Sculpture

Critique of Practice

Artistic Purpose and Technique

Over the past eleven years ashcroft has created different bodies of contemporary abstract and imagery fine art paintings and sculpture. Her studio practice flourishes and fuses passion, honesty and personality into practice.

Ashcroft's work asks how do we develop our thinking about place, life, class and relationships? Her work hints at ways to reconsider these issues. There is a constant struggle in my work to successfully manipulate and transform literal representation into another language through the materials used. Sculptures evolve through experimentation with the three dimensional plain, the process and utilizes kitsch, popular consumerist culture and painting language. She is influenced by an array of historical and contemporary artists, with particularly admiration for Richard Hamilton and Claus Oldenburg.
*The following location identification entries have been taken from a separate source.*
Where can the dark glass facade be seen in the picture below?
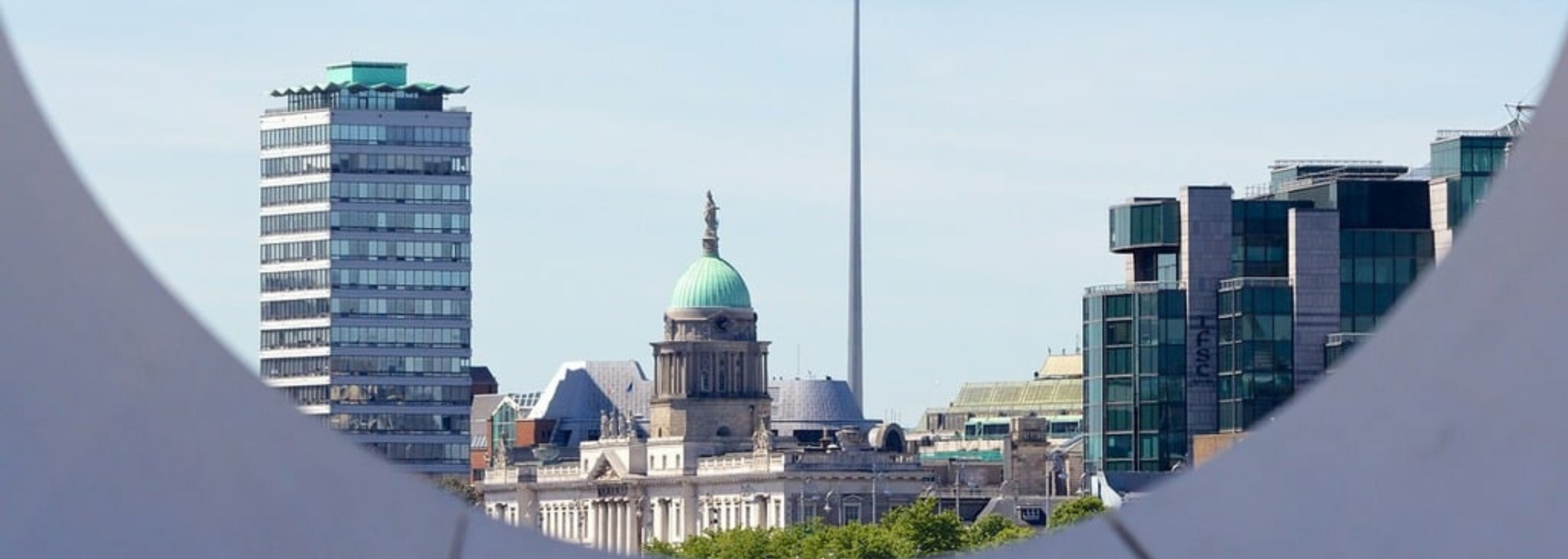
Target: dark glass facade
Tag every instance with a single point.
(366, 262)
(1465, 163)
(1256, 347)
(1145, 223)
(1134, 378)
(1261, 238)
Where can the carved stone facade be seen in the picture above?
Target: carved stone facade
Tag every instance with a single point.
(710, 376)
(707, 456)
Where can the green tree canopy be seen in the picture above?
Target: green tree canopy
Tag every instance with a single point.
(911, 531)
(922, 531)
(460, 489)
(991, 531)
(1075, 511)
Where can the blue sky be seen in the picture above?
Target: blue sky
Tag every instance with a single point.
(995, 137)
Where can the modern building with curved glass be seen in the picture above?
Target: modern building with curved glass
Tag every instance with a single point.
(364, 253)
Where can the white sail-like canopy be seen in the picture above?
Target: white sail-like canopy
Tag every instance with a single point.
(129, 432)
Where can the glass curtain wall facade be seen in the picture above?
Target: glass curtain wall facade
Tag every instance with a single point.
(1134, 376)
(1256, 347)
(366, 261)
(1465, 163)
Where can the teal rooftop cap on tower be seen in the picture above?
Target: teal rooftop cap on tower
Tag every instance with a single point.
(368, 73)
(710, 281)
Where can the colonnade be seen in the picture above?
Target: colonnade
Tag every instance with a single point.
(608, 523)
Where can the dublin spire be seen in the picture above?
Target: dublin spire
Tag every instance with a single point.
(857, 361)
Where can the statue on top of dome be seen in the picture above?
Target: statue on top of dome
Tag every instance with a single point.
(710, 216)
(710, 236)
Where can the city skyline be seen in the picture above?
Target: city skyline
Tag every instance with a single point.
(915, 300)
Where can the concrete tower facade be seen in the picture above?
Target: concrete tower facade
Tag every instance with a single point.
(364, 261)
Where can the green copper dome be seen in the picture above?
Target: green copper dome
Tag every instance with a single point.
(710, 283)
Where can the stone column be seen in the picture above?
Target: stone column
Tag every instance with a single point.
(617, 526)
(599, 521)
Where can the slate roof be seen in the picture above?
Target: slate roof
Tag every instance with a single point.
(814, 404)
(582, 390)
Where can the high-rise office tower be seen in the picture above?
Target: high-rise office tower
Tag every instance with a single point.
(364, 250)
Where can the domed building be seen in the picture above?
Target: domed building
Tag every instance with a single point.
(709, 454)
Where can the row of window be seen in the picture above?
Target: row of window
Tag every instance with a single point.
(402, 250)
(352, 220)
(422, 280)
(1150, 390)
(380, 395)
(1152, 418)
(364, 337)
(1150, 332)
(356, 306)
(395, 163)
(1165, 303)
(295, 310)
(366, 101)
(315, 366)
(422, 453)
(402, 280)
(1256, 327)
(400, 395)
(1275, 387)
(295, 338)
(1256, 300)
(366, 134)
(444, 308)
(383, 337)
(286, 223)
(399, 423)
(1256, 357)
(352, 190)
(366, 250)
(412, 221)
(295, 252)
(1155, 453)
(1382, 271)
(1162, 360)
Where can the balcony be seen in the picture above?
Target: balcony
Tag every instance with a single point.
(1134, 288)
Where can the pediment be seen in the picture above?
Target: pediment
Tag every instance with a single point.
(608, 467)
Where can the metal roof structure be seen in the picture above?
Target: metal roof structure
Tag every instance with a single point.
(813, 404)
(98, 330)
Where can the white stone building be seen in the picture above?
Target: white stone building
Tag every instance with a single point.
(709, 456)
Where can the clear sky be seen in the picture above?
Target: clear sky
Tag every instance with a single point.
(996, 134)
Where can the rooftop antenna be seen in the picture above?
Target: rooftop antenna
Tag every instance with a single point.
(855, 219)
Ashcroft's sculptures have a stake in political agendas but obviously poke fun in order to ridicule. Humour and visual format enable the viewer to connect with the work without being perplexed by the complex theory back boning the work, becoming a positive experience.

Technique To-date

Ashcroft's sculptures are derived from discarded objects, re-used to surface a new identity. She combines and manually manipulate metals, fabrics, foam padding, plaster, cable wire.

She states:

I have a solid visualization of what the sculptures will look like, feel like and 'sit' like before commencing a series of work. I formulate work plans and multi-angle sketches relating to the production process. Gravity and technicalities deny the initial idea as a possibility, initiating a re-evaluation of the work with a new field of possibilities.

The essence of her work is rooted in the process. What is derived from the process is not about the experience of making art, but rater what comes out of the experience. The process is an emotional, impulsive, exasperating experience.